We have social media over here… …and direct sales way over here. You can lose friends on social media by alienating them, and that’s usually by either being too pushy, too impersonal, or just plain insincere. Offensive will do it, too. I once began a private conversation with someone I didn’t know, because her post about Islam as the worst source of violence in history popped up in my newsfeed. Her hashtag, #JesusIsTheWay, gave me some hope that we could have a conversation about the teachings of Christ, if I sent her a private message. No conversation. Nope. She was not talking, if I disagreed (I maintain that “disagree” is the wrong word, when applied to statement that is just nowhere near factual). But I’m not just babbling; this brings me to my first point.
Fact 1: Using social media to post your beliefs repeatedly, without any desire or opening for conversation, never converts anyone. I follow YOU, not your church, or your brand, or your favorite restaurant, because I want to interact. Food, pets, 3D lashes, Jamberry, skin care, or even, literally Jesus Christ himself, become uninteresting when presented in advertising format. That is what you and I are doing, when we post about something without any personal touches. We are posting an ad.
Fact 2: You post an advertisement when you post about a person/place/thing presented as something others should believe/want/buy without any reference to your own life or experience. “Try this! I love it!” Doesn’t count. All ads say that. The actress on my TV who claims to use a cheap brand of anti-aging cream says that, too. Yes, you carry a little more weight, because we are friends… but there are also a lot of people who are “friends” and yet, I don’t know them well, if at all.
Fact 3: Social media is a tool that causes anxiety or satisfaction, depending on how we use it: comparison causes anxiety, while interaction can be satisfying.
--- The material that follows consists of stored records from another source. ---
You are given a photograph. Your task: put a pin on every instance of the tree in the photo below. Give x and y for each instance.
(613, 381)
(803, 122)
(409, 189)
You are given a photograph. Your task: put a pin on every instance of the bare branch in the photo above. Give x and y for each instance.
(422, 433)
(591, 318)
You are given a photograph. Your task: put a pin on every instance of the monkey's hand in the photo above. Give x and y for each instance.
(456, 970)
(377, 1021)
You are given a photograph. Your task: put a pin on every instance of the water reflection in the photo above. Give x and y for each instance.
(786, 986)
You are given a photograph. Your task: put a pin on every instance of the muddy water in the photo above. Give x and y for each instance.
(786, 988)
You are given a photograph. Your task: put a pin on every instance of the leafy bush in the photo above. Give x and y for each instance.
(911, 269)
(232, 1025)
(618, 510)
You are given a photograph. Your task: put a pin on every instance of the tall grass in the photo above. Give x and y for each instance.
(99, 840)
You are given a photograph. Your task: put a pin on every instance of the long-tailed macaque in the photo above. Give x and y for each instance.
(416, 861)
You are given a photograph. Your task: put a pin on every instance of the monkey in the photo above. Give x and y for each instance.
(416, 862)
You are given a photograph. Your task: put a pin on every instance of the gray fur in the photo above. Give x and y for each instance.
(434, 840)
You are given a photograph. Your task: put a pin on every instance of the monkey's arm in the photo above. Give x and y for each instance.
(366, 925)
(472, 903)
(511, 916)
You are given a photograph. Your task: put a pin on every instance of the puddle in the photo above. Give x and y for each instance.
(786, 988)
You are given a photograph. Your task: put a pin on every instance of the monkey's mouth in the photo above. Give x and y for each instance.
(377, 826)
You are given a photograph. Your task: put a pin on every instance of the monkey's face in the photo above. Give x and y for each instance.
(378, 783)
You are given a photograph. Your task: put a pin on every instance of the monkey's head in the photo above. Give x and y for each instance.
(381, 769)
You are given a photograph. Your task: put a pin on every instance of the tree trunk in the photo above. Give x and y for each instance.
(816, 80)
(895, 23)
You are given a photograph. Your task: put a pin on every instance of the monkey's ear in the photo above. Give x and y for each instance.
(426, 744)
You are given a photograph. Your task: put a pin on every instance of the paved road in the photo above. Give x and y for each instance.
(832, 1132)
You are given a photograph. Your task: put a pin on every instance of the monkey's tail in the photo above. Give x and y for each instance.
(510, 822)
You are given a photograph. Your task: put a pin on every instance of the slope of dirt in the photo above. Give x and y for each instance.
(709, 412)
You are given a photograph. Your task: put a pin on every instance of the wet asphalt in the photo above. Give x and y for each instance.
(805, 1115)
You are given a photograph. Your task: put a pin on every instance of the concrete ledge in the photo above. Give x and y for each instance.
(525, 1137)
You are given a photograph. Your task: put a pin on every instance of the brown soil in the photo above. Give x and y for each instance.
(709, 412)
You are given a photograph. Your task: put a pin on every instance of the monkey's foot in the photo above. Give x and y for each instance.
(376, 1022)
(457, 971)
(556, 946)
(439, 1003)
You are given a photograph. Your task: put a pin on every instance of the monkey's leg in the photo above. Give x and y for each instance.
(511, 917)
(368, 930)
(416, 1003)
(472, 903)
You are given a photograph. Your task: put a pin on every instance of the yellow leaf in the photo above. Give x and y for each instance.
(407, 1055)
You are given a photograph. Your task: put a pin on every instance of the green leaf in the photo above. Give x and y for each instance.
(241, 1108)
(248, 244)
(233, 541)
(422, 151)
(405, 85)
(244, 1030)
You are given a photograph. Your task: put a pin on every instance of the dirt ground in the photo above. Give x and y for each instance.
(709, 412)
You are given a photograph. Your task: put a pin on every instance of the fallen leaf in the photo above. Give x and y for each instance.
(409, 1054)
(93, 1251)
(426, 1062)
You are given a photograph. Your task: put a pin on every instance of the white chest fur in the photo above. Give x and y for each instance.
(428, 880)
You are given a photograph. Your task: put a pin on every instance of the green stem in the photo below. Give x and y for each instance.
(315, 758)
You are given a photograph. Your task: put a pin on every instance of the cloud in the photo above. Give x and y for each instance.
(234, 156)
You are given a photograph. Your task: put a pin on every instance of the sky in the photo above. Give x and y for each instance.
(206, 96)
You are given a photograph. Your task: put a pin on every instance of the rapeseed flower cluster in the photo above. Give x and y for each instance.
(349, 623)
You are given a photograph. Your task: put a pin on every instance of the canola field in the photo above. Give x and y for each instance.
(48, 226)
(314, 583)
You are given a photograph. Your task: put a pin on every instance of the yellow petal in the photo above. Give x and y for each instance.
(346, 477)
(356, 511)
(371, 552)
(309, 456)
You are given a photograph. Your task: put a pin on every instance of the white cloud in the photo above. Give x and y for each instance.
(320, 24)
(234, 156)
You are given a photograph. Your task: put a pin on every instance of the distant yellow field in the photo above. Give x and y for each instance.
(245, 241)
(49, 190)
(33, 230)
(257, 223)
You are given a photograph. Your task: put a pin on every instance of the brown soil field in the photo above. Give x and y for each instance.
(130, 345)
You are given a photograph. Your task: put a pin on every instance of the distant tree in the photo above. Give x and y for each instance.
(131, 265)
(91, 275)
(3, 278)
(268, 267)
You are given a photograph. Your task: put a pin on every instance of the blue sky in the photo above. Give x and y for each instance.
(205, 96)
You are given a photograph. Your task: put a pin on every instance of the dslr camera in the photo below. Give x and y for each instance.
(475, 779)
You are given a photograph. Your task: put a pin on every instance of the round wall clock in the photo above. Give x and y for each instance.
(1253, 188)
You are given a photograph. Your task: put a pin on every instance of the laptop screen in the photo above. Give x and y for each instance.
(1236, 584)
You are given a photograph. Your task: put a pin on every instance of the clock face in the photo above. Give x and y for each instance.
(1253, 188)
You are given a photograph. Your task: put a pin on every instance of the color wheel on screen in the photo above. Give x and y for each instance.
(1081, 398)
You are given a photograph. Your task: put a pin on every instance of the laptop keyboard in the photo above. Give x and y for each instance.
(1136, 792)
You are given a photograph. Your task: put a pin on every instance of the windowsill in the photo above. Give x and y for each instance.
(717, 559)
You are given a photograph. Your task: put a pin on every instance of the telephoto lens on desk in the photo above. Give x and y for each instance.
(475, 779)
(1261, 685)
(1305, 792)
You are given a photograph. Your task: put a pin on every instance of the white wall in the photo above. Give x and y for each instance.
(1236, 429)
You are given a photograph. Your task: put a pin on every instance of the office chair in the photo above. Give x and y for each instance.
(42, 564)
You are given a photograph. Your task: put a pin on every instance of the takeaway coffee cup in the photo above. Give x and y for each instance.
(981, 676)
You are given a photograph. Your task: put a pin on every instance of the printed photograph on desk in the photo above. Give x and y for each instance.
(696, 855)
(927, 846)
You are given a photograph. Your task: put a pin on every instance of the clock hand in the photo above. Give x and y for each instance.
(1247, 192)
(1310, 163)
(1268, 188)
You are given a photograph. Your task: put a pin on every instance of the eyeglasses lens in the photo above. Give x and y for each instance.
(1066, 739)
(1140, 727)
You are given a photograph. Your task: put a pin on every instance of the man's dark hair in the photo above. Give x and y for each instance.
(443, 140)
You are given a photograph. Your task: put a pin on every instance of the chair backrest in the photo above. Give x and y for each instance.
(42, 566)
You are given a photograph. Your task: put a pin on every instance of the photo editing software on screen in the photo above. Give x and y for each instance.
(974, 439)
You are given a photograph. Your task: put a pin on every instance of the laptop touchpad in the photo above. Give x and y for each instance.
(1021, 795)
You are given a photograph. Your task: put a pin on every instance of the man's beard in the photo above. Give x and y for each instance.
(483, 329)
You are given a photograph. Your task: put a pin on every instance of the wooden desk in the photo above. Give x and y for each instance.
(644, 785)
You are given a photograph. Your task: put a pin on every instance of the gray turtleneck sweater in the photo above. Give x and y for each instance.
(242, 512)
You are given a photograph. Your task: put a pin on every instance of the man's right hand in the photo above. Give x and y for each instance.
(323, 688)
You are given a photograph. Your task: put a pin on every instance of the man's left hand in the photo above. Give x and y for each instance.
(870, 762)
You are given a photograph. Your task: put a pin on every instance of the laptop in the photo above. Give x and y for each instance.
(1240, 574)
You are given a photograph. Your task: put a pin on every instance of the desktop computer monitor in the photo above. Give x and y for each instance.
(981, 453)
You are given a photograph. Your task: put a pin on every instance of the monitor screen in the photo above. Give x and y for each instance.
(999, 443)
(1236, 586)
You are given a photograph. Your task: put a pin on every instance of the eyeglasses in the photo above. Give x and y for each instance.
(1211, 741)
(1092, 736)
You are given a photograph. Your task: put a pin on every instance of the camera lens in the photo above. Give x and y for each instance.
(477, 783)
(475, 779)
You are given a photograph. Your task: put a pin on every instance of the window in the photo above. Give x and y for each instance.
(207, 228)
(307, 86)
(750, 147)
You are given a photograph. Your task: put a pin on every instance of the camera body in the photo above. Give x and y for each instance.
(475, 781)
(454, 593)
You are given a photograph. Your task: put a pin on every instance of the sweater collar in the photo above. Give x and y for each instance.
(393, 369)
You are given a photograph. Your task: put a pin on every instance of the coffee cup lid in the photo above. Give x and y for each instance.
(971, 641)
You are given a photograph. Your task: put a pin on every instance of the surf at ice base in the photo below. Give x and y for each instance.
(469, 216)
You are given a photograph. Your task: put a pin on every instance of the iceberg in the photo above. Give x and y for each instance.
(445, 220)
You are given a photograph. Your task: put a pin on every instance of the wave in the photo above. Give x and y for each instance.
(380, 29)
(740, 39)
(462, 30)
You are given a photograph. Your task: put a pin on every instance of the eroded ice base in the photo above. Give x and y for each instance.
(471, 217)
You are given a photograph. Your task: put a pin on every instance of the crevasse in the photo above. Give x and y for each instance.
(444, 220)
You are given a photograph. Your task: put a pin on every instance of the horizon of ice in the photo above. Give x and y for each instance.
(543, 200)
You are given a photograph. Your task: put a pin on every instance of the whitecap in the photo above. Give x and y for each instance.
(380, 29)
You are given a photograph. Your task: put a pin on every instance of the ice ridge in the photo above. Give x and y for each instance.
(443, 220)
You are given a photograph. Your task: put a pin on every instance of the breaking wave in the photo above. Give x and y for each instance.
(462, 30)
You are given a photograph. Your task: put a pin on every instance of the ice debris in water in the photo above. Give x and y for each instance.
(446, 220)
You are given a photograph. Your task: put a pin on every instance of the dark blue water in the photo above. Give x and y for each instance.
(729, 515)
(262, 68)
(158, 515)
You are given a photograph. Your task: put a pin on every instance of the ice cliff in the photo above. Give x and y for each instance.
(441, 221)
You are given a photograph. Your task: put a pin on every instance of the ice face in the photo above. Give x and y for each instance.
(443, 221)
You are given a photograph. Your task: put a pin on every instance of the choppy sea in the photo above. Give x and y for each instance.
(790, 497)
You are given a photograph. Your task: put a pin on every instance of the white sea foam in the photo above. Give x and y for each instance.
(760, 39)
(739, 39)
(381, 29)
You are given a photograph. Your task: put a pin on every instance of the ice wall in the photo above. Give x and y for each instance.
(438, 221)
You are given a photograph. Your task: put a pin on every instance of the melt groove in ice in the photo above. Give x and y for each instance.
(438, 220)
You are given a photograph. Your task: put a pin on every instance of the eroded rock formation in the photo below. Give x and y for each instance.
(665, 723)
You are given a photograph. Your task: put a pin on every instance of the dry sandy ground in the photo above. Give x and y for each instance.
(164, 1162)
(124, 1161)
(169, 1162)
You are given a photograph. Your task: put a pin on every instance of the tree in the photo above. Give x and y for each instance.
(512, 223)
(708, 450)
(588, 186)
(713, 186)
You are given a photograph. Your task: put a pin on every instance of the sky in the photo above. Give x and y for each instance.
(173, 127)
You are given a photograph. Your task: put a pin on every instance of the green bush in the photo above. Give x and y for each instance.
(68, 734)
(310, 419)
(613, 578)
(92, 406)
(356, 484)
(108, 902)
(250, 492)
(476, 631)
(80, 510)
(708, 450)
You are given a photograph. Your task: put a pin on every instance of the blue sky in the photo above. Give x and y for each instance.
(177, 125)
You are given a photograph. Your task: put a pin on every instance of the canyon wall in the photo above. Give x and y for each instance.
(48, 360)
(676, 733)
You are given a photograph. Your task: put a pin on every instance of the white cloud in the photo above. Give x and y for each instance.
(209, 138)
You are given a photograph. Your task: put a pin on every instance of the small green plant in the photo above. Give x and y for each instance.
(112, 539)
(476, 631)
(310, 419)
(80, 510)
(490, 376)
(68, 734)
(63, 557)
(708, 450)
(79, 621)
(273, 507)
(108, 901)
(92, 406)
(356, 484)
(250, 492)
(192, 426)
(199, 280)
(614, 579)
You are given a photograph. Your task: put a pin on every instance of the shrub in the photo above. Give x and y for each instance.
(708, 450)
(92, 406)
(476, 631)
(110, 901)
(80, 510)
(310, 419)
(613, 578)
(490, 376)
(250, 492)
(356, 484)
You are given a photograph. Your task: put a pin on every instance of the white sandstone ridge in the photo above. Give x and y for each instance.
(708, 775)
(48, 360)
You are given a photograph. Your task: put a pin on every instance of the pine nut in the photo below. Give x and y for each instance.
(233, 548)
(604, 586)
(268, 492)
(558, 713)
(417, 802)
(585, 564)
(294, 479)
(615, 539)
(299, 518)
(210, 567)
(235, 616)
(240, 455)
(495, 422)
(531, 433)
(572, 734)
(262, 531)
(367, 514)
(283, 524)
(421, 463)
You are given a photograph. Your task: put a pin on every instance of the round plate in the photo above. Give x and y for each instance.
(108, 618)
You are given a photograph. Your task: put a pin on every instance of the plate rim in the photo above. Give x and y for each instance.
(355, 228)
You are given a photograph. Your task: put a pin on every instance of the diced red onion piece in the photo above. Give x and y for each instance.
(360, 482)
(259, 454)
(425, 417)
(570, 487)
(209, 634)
If I compare myself and my life to what I see on Instagram, I fall short. I feel badly. If I start a conversation with someone, get a little more information, admit in a private message (again: “private” – screen shots, people!) that I feel jealous or younameit and get a sincere reply, I have similar feelings to what I might have during any personal interaction.
I find that social media is satisfying, and a mostly positive use of my time, because I curate. I unfollow the person who is trying to convert us all to something perfect, but rarely posts anything personal. I forgive myself and anyone I like for posting the occasional ad, in the middle of otherwise sincere and personal posts.
My advice: Whatever it is that you want to talk about – politics, religion, mascara – do it from your point of view, and make sure that your point of view is obvious. You had also better check in with yourself: do you want to have a conversation about this? You never know who might comment on what, and it’s just not classy to pretend the comment doesn’t exist.
Things that I find useful also include: refusing to keep track of who follows me and who unfollows me, on any platform, aside from the occasional fan girl moment, deleting a comment clearly meant to incite conflict rather than conversation, and always always reminding the wonderful women who host online parties for me not to invite every female who happens to be her Facebook friend – asking them to think about who they’re inviting and why, and to limit the number makes the invitation sincere. Spam sucks. Don’t do it. There’s a presidential election coming: avoid temptation. Converse. Be a good friend by reserving your right to just complain or be excited, to opt out of conversation once in awhile, and in your turn, by forgiving those who do the same.